Author + information
- Jihad Mustapha1,
- Michael Jaff2,
- George Adams3,
- Larry Diaz4,
- Robert Beasley5,
- Theresa McGoff6,
- Sara Finton7,
- Carmen Heaney8,
- Larry Miller9 and
- Fadi Saab7
- 1Metro Heart & Vascular Institute, Wyoming, Michigan, United States
- 2Massachusetts General Hospital, Boston, Massachusetts, United States
- 3University of North Carolina - Chapel Hill, Wake Forest, North Carolina, United States
- 4Metro Health Hospital, Ada, Michigan, United States
- 5Mount Sinai Medical Center, Miami, Florida, United States
- 6Icahn School of Medicine at Mount Sinai
- 7Creighton University Medical Center
- 8Metro Health Hospital, Wyoming, Michigan, United States
- 9Miller Scientific Consulting, Arden, North Carolina, United States
Critical limb ischemia (CLI), defined as Rutherford 4-6 with multilevel/multivessel involvement, is end-stage peripheral arterial disease (PAD). Ankle and toe-brachial indices (ABI, TBI) and toe pressure (TP) are frequently utilized to diagnose and evaluate PAD and CLI. Limb hemodynamic values of ≤0.5 for ABI, ≤0.5 for TBI, and ≤50 mmHg TP are typically considered thresholds for diagnosing CLI. Historically, ABI, TBI, and TP thresholds have been exclusion criteria for studies of infrapopliteal (IP) CLI therapies. Limited evidence exists regarding the correlation between ABI/TBI values and the clinical presentation and treatment response of a CLI patient. These non-invasive hemodynamic studies (NIHS) were evaluated to determine their reliability to predict disease severity and response to endovascular treatment (EVT).

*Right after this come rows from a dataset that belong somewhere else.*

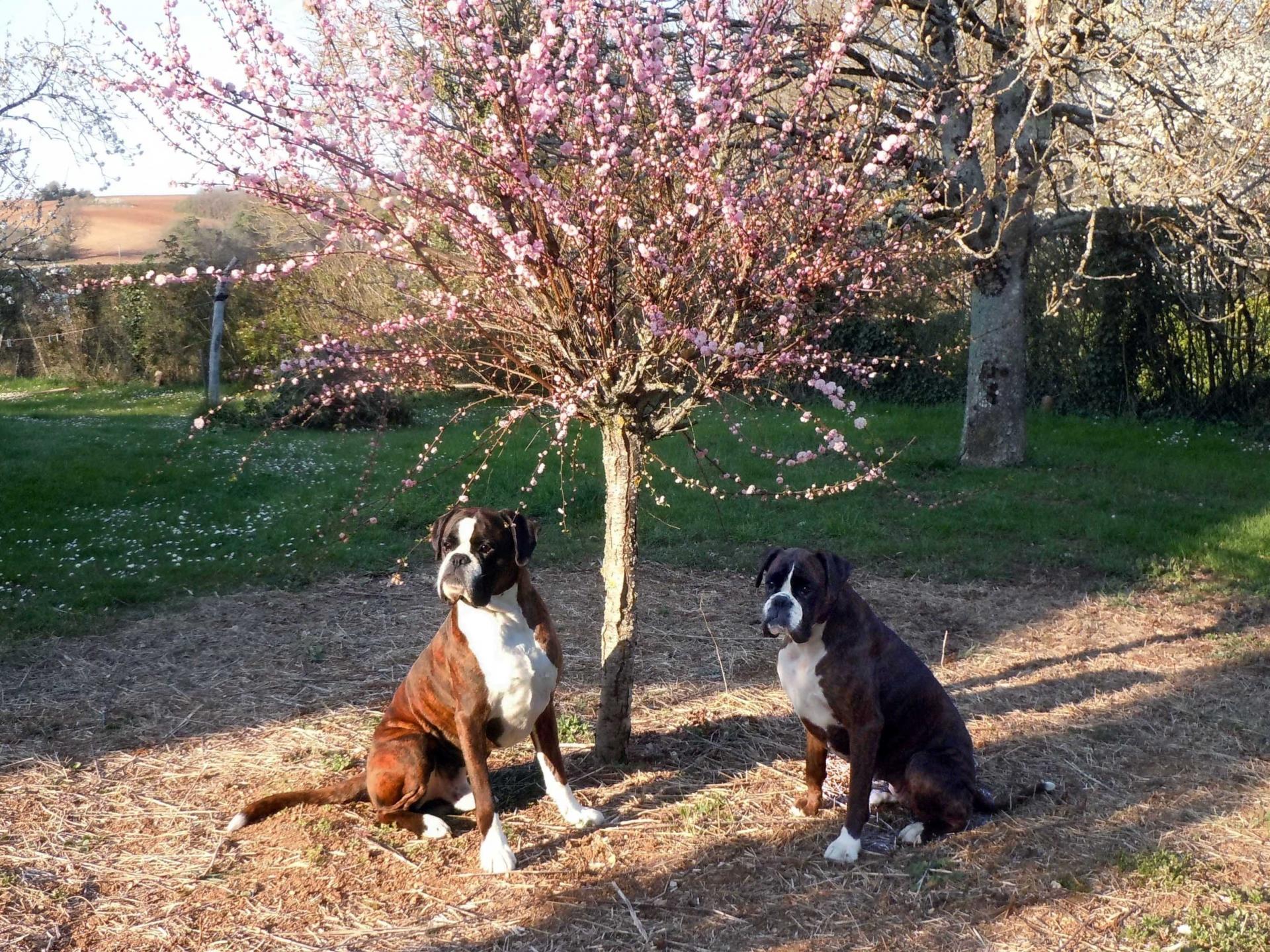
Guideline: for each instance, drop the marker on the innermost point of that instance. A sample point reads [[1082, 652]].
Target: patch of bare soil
[[125, 754]]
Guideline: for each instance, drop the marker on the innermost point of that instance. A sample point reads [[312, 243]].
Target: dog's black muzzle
[[462, 580]]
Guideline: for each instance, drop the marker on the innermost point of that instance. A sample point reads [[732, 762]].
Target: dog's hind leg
[[397, 777], [941, 803]]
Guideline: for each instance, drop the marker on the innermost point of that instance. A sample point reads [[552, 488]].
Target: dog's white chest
[[519, 674], [795, 666]]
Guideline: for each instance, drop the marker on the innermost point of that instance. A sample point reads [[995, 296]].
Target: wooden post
[[214, 349]]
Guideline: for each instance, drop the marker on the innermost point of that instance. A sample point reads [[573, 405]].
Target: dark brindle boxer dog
[[486, 680], [864, 692]]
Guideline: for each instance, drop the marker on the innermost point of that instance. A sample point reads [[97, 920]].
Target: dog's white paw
[[495, 855], [882, 795], [911, 834], [585, 818], [843, 850], [435, 828]]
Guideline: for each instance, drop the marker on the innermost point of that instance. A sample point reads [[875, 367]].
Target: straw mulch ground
[[122, 757]]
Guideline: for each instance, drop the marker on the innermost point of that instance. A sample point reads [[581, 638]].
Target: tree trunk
[[994, 433], [214, 348], [624, 461]]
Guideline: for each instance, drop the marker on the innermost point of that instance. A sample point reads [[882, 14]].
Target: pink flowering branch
[[600, 214]]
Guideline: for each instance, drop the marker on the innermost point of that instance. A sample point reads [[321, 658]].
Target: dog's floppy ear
[[837, 571], [525, 534], [439, 532], [769, 557]]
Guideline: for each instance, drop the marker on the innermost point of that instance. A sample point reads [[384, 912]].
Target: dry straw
[[125, 753]]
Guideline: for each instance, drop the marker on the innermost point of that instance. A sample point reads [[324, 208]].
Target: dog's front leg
[[546, 742], [817, 754], [864, 760], [495, 855]]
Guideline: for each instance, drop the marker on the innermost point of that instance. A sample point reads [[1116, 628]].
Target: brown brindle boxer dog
[[486, 680], [861, 691]]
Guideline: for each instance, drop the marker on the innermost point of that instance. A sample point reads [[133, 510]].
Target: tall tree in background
[[48, 91], [605, 214], [1049, 116]]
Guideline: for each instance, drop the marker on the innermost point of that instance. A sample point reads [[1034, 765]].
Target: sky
[[154, 167]]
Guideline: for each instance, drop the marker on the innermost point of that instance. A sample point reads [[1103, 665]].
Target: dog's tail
[[347, 793], [986, 804]]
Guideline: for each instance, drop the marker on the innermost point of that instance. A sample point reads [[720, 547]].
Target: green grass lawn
[[107, 504]]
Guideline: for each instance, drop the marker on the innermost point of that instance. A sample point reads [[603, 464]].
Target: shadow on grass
[[1142, 772]]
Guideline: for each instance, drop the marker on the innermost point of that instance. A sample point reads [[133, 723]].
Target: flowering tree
[[603, 214]]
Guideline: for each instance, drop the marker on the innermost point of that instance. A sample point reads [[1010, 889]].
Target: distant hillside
[[125, 229]]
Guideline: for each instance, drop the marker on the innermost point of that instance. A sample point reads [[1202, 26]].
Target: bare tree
[[48, 92], [1050, 116]]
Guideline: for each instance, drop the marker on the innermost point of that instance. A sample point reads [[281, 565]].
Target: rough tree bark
[[624, 459], [994, 433], [995, 430]]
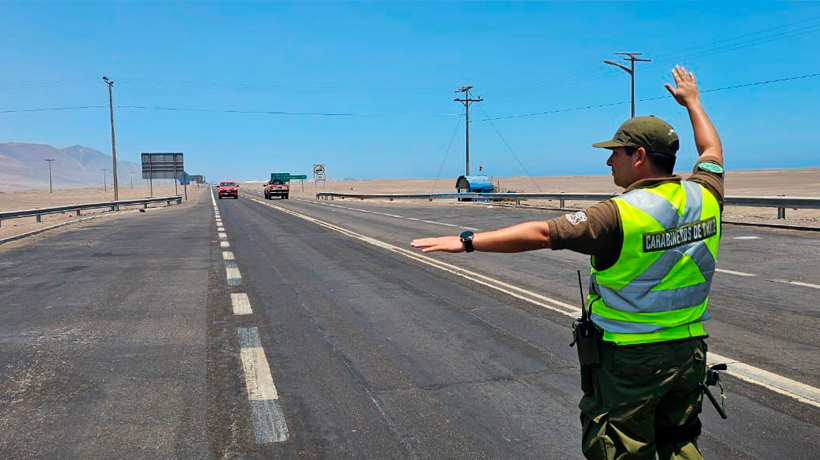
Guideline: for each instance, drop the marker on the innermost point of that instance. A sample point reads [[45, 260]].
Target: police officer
[[653, 252]]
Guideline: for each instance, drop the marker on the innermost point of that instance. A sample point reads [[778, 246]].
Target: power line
[[54, 109], [610, 104], [681, 54], [487, 118]]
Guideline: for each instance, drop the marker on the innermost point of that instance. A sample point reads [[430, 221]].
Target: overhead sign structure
[[287, 177], [184, 178], [161, 165], [319, 172]]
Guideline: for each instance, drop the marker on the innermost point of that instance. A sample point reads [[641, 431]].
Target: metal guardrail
[[78, 208], [779, 202]]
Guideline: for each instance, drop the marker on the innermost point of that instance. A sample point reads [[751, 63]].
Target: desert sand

76 CLI patients enrolled in The Peripheral RegIstry of Endovascular Clinical OutcoMEs (PRIME) were evaluated. PRIME is a prospective multicenter outcomes registry focused on minimally invasive EVT for advanced PAD and CLI. Analyzed patients were Rutherford 4-6 with angiographically proven severe below-the-knee disease. Patients underwent baseline NIHS and EVT with 30 to 90 day follow-up NIHS.
Mean age: 74, 68% male. Most common comorbidities were dyslipidemia, hypertension, and diabetes (95%, 91%, 67%, respectively). 86% had ABI > 0.5, 28% TBI > 0.5, and 50% TP > 50 mmHg. 3 months after successful EVT, limb salvage rates, wound healing and Rutherford class improvement were similar among patients with baseline TP lower or higher than 50 mmHg (p=NS). Despite clinical success rates of >90%, only 43-47% of patients achieved ABI/TBI increases >0.15 after EVT. Approximately 50-70% of patients would have been excluded from contemporary studies of novel IP CLI therapies.
NIHS are unreliable predictors of baseline disease severity and response to EVT among CLI patients. Utilization of these thresholds for inclusion in studies of novel CLI therapies excludes many patients who would benefit from these treatments.